As you can guess, The Bourne Legacy is all about the consequences of Jason Bourne’s actions. The film takes place concurrently with the events of The Bourne Ultimatum, but this time pulls the curtain back on a larger conspiracy than what was originally revealed. Caught up in the middle of things is a chemically-enhanced agent named Aaron Cross (Jeremy Renner), who is part of yet another secret agency named Outcome. As Jason Bourne’s rebellion creates a path of collateral damage amongst the agency’s dirty secrets, Cross is forced to fend for himself and flee with a scientist named Marta Shearing (Rachel Weisz) before a shadowy character named Eric Byer (Edward Norton) can bury any evidence of Cross and project Outcome’s existence. It’s again a story of survival and humanity amongst moral ambiguity and opens up possibilities for a lot of new ground to explore.
Ironically, the film has a hard time of standing on it’s own, literally struggling to escape from the shadow of Jason Bourne. Given it’s interesting new directions, Legacy might’ve been better served if it had just completely severed ties with the Bourne name. As it stands, it fits into the universe just fine, but said ties always either seem nominal or only serve to remind you of how much better the original films were. Fittingly, Legacy plays out more like a 70′s paranoia thriller via slow, methodical pacing, and a more deeply mysterious plot. And while what I loved about the previous films were their inextricable mixture of smart, human drama and character-building relentless action, the story and tension here take a little too long to finally boil over. Thankfully, when the action does begin, the film’s tension nicely pays off, even if the action does feel like a series of added-on sequences suffering from the lack of previous franchise director Paul Greengrass’ inventive, dynamic and chaotic techniques. Ultimately, the action set-pieces are still memorable enough, and the film’s host of incredible actors always make the journey somewhat enjoyable in spite of itself.
As mentioned, since the film is littered with genuinely great actors, the characters are always engaging, despite none of them really having enough depth to truly stick out. As Aaron Cross, Jeremy Renner can be charming and genuine, but he lacks the innocence that Matt Damon had. His character is instantly not as relatable and is more of a stock, action tough guy, especially since his character is one in a line of many enhanced, super soldiers dependent on a set of pills. Conceptually, he may almost be in the same place as where Bourne was, but narratively, he doesn’t at all have the right situations to bring out any real emotional resonance. Rachel Weisz as Marta Shearing is mostly panicked all the time and seemingly there for the film to be able to flirt with having a love interest even if it never intends to really go there.
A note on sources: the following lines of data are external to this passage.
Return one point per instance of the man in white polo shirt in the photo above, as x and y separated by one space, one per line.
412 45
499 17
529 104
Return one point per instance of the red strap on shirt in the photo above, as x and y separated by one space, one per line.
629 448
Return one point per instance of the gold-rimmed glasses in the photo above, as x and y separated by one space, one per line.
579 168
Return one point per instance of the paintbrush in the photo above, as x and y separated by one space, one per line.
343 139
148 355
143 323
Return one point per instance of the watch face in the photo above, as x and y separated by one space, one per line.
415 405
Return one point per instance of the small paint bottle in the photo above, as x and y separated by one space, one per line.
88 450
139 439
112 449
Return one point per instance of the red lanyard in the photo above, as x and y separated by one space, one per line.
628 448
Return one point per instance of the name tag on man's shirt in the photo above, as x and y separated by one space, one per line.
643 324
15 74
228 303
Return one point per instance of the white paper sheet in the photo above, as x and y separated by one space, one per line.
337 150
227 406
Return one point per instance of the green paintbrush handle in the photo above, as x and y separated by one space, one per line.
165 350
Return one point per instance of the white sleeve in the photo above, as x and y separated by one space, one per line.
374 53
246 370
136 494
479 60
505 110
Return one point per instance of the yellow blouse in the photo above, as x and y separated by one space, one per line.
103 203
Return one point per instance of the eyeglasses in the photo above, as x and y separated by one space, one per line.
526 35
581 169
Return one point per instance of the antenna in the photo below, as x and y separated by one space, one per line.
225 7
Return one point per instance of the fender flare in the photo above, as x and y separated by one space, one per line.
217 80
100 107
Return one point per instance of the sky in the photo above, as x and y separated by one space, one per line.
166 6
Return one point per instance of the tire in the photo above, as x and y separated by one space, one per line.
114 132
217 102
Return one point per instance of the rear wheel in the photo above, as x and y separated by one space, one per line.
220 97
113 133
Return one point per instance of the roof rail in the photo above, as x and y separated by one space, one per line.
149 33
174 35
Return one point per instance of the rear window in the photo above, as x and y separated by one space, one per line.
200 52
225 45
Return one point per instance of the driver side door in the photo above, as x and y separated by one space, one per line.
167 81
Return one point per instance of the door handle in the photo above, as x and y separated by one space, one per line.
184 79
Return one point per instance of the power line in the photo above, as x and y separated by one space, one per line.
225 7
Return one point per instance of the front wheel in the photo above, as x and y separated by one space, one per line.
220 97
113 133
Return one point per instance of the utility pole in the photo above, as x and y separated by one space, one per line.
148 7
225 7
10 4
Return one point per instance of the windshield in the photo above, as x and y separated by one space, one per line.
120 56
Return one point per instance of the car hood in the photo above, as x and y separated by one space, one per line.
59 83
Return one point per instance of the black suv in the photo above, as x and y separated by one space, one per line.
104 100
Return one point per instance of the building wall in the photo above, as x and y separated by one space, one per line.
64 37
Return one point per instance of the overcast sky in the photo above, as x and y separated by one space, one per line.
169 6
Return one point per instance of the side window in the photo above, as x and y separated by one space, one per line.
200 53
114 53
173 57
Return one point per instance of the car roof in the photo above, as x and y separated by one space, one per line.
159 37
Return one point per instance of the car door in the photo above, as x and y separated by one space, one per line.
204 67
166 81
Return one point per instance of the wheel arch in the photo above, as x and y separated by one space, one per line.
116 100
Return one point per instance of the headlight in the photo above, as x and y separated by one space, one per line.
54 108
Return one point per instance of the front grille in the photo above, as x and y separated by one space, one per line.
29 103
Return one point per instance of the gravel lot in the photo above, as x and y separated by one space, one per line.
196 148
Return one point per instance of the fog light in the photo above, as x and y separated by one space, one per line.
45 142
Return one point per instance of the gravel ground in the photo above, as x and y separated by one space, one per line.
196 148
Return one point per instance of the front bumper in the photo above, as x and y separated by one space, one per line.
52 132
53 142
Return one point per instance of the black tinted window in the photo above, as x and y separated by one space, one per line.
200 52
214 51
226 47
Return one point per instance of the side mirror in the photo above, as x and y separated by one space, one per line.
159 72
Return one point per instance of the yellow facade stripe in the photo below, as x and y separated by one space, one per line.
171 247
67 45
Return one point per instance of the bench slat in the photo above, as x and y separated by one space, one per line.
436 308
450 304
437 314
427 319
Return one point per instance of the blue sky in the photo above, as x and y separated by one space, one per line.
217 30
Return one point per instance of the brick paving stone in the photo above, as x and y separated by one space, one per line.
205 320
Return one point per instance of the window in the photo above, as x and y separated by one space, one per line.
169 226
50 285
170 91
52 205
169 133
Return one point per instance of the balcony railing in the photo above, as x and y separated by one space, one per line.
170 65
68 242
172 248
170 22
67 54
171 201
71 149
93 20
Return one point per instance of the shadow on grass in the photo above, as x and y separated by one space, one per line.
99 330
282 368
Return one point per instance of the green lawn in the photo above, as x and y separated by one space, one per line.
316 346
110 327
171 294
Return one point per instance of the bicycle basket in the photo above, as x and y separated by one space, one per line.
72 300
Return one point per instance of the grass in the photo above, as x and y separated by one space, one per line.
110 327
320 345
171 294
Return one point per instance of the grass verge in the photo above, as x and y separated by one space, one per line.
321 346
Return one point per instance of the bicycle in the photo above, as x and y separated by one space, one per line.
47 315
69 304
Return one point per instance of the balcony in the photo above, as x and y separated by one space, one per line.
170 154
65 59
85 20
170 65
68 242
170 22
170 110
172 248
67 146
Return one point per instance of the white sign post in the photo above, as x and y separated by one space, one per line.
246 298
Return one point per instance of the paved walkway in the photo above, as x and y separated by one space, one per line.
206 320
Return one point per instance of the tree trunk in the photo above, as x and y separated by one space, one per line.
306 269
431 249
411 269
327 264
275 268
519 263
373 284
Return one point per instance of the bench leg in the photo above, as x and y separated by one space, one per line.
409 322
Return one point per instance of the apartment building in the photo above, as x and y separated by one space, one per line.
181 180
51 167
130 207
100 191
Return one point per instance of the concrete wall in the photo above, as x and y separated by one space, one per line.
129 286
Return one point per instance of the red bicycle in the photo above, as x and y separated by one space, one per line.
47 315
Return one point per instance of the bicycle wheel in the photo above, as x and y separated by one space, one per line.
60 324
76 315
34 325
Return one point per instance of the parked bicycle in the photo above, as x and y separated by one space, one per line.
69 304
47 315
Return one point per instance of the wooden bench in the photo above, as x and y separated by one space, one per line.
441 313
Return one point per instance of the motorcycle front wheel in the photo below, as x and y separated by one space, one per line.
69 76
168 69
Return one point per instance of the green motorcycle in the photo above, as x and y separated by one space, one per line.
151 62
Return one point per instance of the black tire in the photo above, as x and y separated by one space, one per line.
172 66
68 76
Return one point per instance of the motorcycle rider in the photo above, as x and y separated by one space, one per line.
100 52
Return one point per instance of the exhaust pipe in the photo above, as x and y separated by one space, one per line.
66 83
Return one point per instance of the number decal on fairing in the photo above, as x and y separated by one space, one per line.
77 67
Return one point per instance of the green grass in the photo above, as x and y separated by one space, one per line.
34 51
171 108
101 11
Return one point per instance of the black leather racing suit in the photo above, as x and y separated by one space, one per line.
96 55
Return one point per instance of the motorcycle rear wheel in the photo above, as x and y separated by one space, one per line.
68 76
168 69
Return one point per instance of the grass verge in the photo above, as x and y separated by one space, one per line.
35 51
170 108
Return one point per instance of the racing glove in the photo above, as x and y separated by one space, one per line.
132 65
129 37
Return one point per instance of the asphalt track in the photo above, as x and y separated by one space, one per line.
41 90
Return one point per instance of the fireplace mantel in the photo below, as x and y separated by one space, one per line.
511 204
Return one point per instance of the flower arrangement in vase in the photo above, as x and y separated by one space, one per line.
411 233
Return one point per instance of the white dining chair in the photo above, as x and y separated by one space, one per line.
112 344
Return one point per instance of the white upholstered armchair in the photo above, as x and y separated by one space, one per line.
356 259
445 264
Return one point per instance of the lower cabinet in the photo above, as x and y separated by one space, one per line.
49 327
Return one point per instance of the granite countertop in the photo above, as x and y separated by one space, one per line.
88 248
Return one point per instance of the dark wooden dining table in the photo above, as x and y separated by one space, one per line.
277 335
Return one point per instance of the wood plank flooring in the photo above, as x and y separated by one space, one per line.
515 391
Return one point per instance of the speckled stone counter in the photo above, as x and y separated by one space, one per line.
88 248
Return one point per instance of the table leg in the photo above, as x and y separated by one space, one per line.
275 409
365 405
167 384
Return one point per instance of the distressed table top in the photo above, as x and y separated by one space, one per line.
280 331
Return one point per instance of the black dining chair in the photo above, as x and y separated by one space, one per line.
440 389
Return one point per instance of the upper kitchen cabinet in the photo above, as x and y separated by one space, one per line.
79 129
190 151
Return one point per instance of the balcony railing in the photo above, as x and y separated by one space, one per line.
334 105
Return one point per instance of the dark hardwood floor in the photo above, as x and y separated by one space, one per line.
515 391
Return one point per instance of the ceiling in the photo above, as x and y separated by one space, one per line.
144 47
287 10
Edward Norton as the film’s main villain is genuinely convicting. His character never once questions the terrible deeds he has to carry out, only truly believing that it’s the right thing to do for the safety of his country. He’s easily one of the best villains the franchise has seen. Lastly, it wouldn’t be right to not at least give Oscar Isaac as a fellow Outcome agent #3 a shout out, because in his short time in the film, he embodies a lot of the moral torment and emotion that made the first three films so great.
When the last bullet was fired, The Bourne Legacy left me in an interesting position; regardless of not being blown away by this immediate chapter, I was still sincerely excited to see where they could take the story next. On the plus side, Jeremy Renner can’t do wrong, and the film is quite different from the previous three, so if you can get your head around that, you can still have a good time. There’s genuinely a lot of earned merit here even if the Bourne legacy deserves much more.